Paul gets it out with a branch. He kicks it far far. “Want to show me how fast you can run?”

“We had Track around Bed,” I tell him. “I can, I did a there-and-back in sixteen steps.”

“Wow. I bet you can go even faster now.”

I shake my head. “I’ll fall over.”

“I don’t think so,” says Paul.

“I always do these days, the world is trippy-uppy.”

“Yeah, but this grass is really soft, so even if you do fall, you won’t hurt yourself.”

There’s Bronwyn and Deana coming, I spot them with my sharp eyes.

• • •

It’s a bit hotter every day, Ma says it’s unbelievable for April.

Then it rains.
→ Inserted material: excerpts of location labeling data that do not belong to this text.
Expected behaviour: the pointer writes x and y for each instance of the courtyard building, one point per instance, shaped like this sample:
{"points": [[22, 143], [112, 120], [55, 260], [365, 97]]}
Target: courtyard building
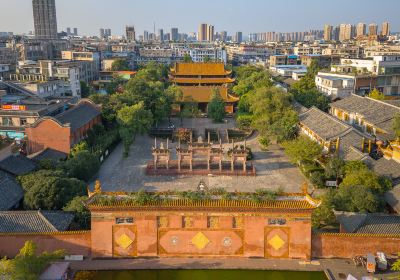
{"points": [[199, 80], [63, 131]]}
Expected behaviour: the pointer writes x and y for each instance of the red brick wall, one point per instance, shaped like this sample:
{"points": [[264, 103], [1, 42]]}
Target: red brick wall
{"points": [[76, 243], [349, 245], [48, 134], [248, 239]]}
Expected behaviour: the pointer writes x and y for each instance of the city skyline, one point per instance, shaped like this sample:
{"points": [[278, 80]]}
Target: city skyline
{"points": [[235, 19]]}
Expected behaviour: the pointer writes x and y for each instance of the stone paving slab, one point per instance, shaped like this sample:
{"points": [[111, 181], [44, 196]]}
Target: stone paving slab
{"points": [[336, 266]]}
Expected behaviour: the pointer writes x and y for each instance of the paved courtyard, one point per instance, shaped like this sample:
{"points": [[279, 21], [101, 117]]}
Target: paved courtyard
{"points": [[273, 168]]}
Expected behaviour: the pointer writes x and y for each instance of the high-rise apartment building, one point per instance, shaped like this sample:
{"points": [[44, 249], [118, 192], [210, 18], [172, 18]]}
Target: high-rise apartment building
{"points": [[145, 36], [174, 34], [130, 33], [223, 36], [345, 32], [210, 33], [160, 36], [239, 37], [385, 29], [328, 32], [45, 19], [202, 33], [361, 29], [372, 29], [335, 33]]}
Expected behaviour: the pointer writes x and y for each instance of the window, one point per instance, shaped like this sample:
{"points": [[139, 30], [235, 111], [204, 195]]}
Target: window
{"points": [[7, 121], [124, 220], [22, 121], [276, 221]]}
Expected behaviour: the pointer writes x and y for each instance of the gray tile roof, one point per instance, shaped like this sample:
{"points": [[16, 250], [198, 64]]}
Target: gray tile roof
{"points": [[17, 165], [80, 115], [300, 109], [372, 223], [49, 154], [10, 191], [392, 198], [34, 221], [373, 111], [388, 168], [324, 125]]}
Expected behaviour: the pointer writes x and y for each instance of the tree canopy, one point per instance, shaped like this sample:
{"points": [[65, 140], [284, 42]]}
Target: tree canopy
{"points": [[376, 94], [306, 93], [396, 125], [133, 120], [49, 189], [81, 213], [216, 107], [28, 265]]}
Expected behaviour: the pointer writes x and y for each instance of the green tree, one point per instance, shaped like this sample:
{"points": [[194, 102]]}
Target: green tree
{"points": [[376, 94], [207, 59], [396, 265], [368, 179], [335, 168], [323, 215], [85, 90], [358, 198], [120, 65], [305, 91], [49, 189], [396, 125], [81, 146], [302, 149], [216, 106], [82, 214], [83, 165], [133, 120], [273, 115], [28, 265]]}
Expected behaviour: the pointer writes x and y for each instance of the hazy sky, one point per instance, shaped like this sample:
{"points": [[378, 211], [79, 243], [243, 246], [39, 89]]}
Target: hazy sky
{"points": [[231, 15]]}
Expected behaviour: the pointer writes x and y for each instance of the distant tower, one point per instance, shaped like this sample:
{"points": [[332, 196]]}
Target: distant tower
{"points": [[385, 29], [372, 29], [45, 19], [210, 33], [327, 32], [174, 34], [130, 33], [202, 33], [239, 37], [160, 35], [361, 29]]}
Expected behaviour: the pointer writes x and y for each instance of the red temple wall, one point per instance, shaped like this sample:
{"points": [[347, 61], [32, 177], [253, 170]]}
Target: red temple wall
{"points": [[147, 236], [350, 245]]}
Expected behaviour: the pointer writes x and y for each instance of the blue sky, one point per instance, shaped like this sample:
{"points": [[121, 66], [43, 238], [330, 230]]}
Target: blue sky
{"points": [[231, 15]]}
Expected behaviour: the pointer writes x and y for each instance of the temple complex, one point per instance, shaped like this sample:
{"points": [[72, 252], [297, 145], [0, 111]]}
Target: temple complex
{"points": [[168, 225], [198, 80], [200, 158]]}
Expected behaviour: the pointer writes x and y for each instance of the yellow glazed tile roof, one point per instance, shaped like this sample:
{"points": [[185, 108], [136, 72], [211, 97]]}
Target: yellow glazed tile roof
{"points": [[213, 68]]}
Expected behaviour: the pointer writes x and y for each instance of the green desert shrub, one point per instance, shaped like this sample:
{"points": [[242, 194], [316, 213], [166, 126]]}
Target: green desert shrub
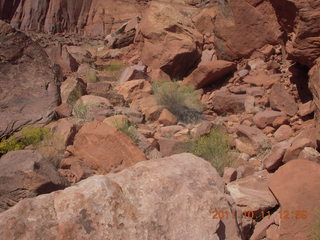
{"points": [[183, 101], [27, 136], [214, 148], [127, 128]]}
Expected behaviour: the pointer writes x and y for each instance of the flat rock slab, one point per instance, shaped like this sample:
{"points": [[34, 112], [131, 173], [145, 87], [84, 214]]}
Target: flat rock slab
{"points": [[252, 193], [28, 88], [296, 186], [25, 174], [169, 198]]}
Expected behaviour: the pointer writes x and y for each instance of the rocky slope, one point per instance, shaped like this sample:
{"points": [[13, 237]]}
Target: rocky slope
{"points": [[92, 68]]}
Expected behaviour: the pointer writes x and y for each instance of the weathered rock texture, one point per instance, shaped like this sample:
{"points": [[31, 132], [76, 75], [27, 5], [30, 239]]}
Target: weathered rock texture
{"points": [[25, 174], [28, 85], [301, 22], [240, 29], [104, 148], [171, 42], [170, 198], [299, 198], [90, 17]]}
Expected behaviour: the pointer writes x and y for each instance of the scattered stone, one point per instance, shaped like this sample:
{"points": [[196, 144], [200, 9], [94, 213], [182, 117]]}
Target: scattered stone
{"points": [[229, 175], [262, 79], [26, 174], [135, 88], [274, 158], [267, 117], [279, 121], [100, 89], [201, 129], [260, 229], [28, 84], [72, 89], [179, 48], [132, 73], [209, 72], [273, 232], [252, 193], [133, 115], [167, 118], [224, 103], [283, 133], [310, 154], [98, 145], [256, 91], [306, 109], [253, 137], [297, 146], [151, 193], [116, 120], [169, 146], [242, 73], [65, 131], [268, 130], [63, 110], [281, 100]]}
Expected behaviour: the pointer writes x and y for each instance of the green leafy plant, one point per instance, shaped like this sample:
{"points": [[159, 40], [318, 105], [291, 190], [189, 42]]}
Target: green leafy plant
{"points": [[27, 136], [127, 128], [183, 101], [80, 110], [214, 148]]}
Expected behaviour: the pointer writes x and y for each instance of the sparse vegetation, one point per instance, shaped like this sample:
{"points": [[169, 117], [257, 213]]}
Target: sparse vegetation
{"points": [[183, 101], [92, 76], [27, 136], [214, 148], [80, 110], [127, 128]]}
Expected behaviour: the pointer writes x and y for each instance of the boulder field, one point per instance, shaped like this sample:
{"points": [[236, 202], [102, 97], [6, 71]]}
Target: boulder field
{"points": [[171, 119]]}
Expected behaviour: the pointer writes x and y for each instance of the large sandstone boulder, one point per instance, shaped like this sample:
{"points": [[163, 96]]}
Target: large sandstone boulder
{"points": [[240, 29], [209, 72], [171, 42], [25, 174], [301, 22], [94, 17], [296, 186], [28, 85], [252, 194], [169, 198], [104, 148], [314, 85]]}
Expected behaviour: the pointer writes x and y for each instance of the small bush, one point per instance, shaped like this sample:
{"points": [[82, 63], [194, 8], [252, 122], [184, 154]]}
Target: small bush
{"points": [[80, 110], [127, 128], [214, 148], [27, 136], [183, 101], [92, 76]]}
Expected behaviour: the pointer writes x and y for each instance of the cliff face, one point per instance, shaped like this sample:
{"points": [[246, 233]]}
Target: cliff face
{"points": [[89, 17]]}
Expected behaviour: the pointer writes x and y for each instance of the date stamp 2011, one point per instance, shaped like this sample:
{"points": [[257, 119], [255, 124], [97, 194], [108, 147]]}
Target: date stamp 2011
{"points": [[284, 214]]}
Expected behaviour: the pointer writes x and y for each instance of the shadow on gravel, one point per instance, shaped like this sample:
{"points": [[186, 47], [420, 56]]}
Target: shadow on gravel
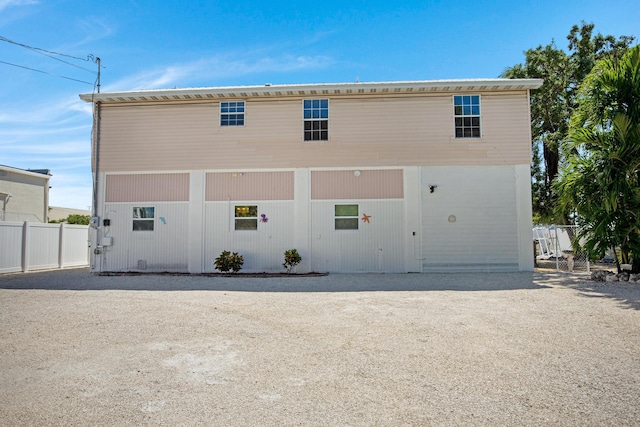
{"points": [[627, 295], [82, 280]]}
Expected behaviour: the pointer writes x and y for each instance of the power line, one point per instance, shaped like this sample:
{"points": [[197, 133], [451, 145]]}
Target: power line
{"points": [[49, 54], [45, 72], [89, 58]]}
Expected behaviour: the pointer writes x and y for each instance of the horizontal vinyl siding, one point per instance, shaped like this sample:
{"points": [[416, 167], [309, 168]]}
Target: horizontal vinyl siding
{"points": [[366, 184], [367, 132], [249, 186], [148, 188]]}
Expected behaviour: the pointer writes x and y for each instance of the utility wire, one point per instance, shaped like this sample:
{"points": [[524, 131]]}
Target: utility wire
{"points": [[50, 54], [45, 72]]}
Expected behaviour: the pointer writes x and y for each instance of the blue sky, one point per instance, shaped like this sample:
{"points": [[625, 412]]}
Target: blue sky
{"points": [[147, 44]]}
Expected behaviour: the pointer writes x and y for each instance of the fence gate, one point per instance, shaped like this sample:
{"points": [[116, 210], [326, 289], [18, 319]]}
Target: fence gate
{"points": [[554, 249]]}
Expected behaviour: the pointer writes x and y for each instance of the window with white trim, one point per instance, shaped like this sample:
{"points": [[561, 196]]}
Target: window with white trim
{"points": [[232, 113], [143, 218], [246, 218], [466, 110], [346, 217], [316, 119]]}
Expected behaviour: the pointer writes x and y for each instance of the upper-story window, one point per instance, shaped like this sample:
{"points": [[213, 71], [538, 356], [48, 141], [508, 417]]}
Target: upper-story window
{"points": [[316, 119], [466, 109], [232, 113]]}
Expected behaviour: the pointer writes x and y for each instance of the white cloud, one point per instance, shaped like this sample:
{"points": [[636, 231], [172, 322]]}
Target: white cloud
{"points": [[220, 66], [7, 3]]}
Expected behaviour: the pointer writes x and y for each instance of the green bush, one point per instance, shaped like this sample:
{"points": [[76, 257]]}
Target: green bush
{"points": [[228, 261], [291, 259]]}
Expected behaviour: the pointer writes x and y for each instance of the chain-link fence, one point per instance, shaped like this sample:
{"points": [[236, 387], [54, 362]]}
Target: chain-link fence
{"points": [[553, 248]]}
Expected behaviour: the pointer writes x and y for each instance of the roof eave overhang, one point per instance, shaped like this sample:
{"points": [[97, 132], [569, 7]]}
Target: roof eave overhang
{"points": [[320, 89]]}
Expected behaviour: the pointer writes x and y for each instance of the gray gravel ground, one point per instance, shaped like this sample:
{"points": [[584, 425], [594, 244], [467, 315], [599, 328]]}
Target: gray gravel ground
{"points": [[339, 350]]}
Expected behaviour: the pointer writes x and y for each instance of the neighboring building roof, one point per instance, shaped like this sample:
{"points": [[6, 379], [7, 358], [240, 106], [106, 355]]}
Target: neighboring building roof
{"points": [[318, 89], [39, 173]]}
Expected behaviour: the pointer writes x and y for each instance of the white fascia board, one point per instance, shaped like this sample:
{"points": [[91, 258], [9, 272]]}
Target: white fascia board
{"points": [[317, 89]]}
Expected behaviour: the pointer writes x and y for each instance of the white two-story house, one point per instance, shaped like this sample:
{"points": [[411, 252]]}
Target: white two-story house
{"points": [[415, 176]]}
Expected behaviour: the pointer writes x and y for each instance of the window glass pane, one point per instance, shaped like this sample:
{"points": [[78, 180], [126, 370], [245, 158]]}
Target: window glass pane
{"points": [[246, 224], [346, 223], [143, 212], [246, 211], [346, 210], [143, 225]]}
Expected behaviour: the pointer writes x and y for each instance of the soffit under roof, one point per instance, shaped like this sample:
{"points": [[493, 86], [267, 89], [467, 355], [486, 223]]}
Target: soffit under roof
{"points": [[313, 90]]}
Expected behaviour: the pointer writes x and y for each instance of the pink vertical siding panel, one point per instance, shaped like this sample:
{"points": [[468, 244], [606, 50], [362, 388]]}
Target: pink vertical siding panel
{"points": [[170, 187], [249, 186], [352, 184]]}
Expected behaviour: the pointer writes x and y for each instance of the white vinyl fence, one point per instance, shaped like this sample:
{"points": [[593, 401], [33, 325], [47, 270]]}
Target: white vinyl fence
{"points": [[26, 246], [554, 249]]}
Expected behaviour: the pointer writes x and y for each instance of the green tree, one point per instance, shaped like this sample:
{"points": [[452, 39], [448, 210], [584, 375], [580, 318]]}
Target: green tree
{"points": [[553, 104], [74, 219], [601, 178]]}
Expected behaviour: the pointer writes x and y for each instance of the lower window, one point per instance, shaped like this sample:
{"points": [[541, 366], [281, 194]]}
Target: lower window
{"points": [[346, 217], [246, 218], [143, 218]]}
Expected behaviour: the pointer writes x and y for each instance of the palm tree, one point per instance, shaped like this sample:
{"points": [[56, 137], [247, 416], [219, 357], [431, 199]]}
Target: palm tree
{"points": [[600, 180]]}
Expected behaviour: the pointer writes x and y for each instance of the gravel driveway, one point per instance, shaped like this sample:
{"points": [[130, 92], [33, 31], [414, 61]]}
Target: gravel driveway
{"points": [[338, 350]]}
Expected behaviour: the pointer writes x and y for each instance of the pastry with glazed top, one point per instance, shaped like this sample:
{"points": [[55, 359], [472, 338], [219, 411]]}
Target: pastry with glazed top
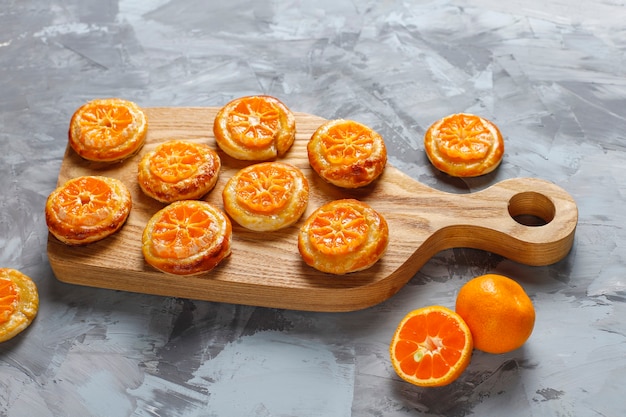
{"points": [[266, 196], [108, 130], [87, 209], [187, 237], [255, 128], [464, 145], [346, 153], [343, 236], [178, 170], [19, 302]]}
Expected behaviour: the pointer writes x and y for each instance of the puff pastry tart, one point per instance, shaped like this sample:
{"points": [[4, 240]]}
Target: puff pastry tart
{"points": [[19, 302], [87, 209], [255, 128], [346, 153], [464, 145], [108, 130], [187, 237], [266, 196], [343, 236], [178, 170]]}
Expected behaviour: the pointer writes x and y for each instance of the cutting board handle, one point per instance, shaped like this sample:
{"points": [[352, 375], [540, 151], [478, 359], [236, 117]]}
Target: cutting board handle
{"points": [[528, 220]]}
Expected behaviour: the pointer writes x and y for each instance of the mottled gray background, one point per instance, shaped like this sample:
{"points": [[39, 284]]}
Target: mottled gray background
{"points": [[551, 74]]}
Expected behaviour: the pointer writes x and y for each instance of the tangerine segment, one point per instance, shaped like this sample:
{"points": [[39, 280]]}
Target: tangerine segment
{"points": [[19, 302], [431, 346], [266, 196], [464, 145], [498, 311], [87, 209], [346, 153], [343, 236], [255, 128], [178, 170], [108, 129], [187, 237]]}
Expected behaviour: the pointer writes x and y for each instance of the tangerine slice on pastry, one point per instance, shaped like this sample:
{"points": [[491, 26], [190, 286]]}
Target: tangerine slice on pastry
{"points": [[107, 130], [255, 128], [87, 209], [343, 236], [178, 170], [266, 196]]}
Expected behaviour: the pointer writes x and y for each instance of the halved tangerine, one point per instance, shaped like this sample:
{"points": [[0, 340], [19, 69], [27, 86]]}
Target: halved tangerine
{"points": [[178, 170], [19, 302], [255, 128], [431, 346], [108, 130], [87, 209], [343, 236], [346, 153], [187, 237], [464, 145], [266, 196]]}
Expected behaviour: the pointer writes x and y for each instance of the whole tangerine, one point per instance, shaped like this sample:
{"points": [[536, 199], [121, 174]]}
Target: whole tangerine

She says it might be fun to buy two umbrellas and go out with the rain bouncing off the umbrellas and not wetting us at all, but I don’t think so.

The next day it’s dry again so we go out, there’s puddles but I’m not scared of them, I go in my spongy shoes and my feet get splashed through the holes, that’s OK.

Me and Ma have a deal, we’re going to try everything one time so we know what we like.

I already like going to the park with my soccer ball and feeding the ducks. I really like the playground now except when that boy came down the slide right after me and kicked me in the back. I like the Natural History Museum except the dinosaurs are just dead ones with bones.

In the bathroom I hear people talking Spanish only Ma says the word for it is Chinese. There’s hundreds of different foreign ways to talk, that makes me dizzy.

We look in another museum that’s paintings, a bit like our masterpieces that came with the oatmeal but way way bigger, also we can see the stickiness of the paint. I like walking past the whole room of them, but then there’s lots of other rooms and I lie down on the bench and the man in the uniform comes over with a not-friendly face so I run away.